Bedient wird: ein souveräner Spleen

Mercedes hat darum neuerdings dem G das Modell GL zur Seite gestellt - mit moderner Technik, modernem Design, modernem Zuschnitt: größer, stärker, schneller, sparsamer, bequemer als sein älterer Bruder.

Ursprünglich sollte das neue Modell den G ablösen, doch aus den vornehmeren Nischen der Märkte und den Kreisen der Liebhaber vernahm man solches Grummeln, dass Mercedes nun den alten neben dem neuen anbietet. Nichts zeichnet die Größe eines Weltkonzerns besser aus als die Fähigkeit, auch einen souveränen Spleen zu bedienen.

Nun hat man also die Wahl zwischen Heute und Nirgendwann. Jeder, der einen Funken Vernunft hat, eine amerikanische Ranch besitzt und regelmäßig zwischen "Lagerfeuer und Vorstandssitzung" hin und her zu fahren hat, wird ohne Zögern zum fürstlich ausgestatteten GL 500 greifen.

Im Gelände ist er mit einer Härte einsetzbar, vor der die meisten SUVs, deren Offroad-Tauglichkeit allenfalls auf der Kiesanfahrt im Anwesen ihres Besitzers erprobt werden sollte, wie eine Lachnummer wirken. Und auf den Straßen ist er so komfortabel, rasant und luxuriös wie Limousinen der obersten Klasse auch.

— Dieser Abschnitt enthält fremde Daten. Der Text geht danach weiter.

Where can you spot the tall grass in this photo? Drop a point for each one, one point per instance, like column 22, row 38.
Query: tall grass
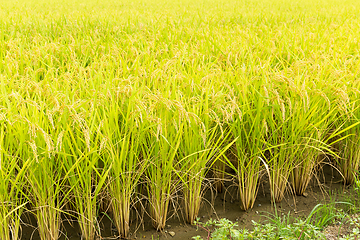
column 12, row 198
column 97, row 98
column 124, row 133
column 160, row 148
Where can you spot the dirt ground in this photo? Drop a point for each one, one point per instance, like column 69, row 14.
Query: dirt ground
column 216, row 206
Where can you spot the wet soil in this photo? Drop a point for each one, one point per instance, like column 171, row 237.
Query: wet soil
column 324, row 188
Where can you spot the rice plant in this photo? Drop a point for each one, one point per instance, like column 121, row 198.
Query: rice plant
column 160, row 149
column 86, row 179
column 124, row 133
column 249, row 129
column 12, row 181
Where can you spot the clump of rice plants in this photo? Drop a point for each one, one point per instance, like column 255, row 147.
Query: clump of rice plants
column 348, row 160
column 124, row 133
column 82, row 160
column 248, row 128
column 160, row 149
column 12, row 181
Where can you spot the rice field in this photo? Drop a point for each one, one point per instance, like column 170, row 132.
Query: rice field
column 119, row 105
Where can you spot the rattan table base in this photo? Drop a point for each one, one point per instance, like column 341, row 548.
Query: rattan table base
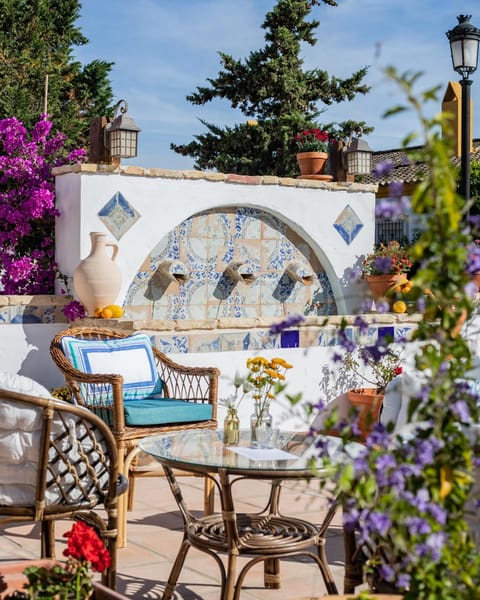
column 267, row 536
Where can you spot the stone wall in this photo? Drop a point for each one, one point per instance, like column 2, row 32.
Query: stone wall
column 292, row 243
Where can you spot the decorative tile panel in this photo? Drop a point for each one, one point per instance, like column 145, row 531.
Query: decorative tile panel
column 290, row 339
column 207, row 243
column 348, row 224
column 118, row 215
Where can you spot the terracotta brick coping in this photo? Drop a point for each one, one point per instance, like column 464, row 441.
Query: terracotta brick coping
column 232, row 178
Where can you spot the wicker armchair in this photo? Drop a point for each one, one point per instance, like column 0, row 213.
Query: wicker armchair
column 104, row 395
column 57, row 461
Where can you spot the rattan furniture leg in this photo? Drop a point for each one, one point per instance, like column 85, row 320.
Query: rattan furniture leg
column 267, row 536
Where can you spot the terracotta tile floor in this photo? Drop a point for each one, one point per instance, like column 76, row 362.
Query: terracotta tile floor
column 155, row 533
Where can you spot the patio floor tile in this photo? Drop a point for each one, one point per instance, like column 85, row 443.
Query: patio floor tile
column 155, row 532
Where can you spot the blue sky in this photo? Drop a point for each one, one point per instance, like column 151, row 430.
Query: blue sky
column 164, row 49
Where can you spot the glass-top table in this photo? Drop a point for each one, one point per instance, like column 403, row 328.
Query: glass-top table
column 266, row 536
column 204, row 451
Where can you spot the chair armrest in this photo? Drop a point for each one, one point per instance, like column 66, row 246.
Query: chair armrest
column 102, row 393
column 196, row 384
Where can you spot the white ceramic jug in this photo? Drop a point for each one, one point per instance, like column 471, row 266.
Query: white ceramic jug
column 97, row 279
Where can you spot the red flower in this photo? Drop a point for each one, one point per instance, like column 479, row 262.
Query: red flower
column 85, row 545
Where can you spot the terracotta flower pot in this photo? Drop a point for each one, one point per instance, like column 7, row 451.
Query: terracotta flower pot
column 380, row 285
column 369, row 402
column 312, row 163
column 12, row 579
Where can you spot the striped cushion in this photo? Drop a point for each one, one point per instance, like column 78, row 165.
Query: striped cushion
column 165, row 412
column 131, row 357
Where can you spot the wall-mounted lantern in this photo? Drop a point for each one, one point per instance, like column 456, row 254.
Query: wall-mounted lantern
column 121, row 136
column 113, row 139
column 358, row 154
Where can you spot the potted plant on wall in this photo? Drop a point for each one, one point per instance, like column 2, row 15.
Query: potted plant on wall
column 383, row 268
column 373, row 366
column 312, row 152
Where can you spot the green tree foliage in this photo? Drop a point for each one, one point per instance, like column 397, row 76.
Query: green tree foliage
column 475, row 186
column 276, row 95
column 36, row 39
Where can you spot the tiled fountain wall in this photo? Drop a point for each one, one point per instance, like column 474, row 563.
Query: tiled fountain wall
column 235, row 240
column 206, row 222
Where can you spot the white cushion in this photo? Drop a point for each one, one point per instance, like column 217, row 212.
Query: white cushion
column 130, row 357
column 22, row 384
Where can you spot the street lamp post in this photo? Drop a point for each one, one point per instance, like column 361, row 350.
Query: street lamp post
column 464, row 39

Nichts also spricht gegen ihn, lässt man einmal seinen Preis, seine uneuropäische riesige Dimension, seinen Verbrauch im Stadtverkehr, sein konformistisches Design außer Acht.

Jeder andere aber, der auf Vernunft pfeift, aber einen exzentrischen Sinn hat für ästhetische Diskretion und unprätentiöse Technik, kurz, der zu den allerletzten Romantikern fernab der Marktgesetze gehört, der greift wach und frei und männlich zum G.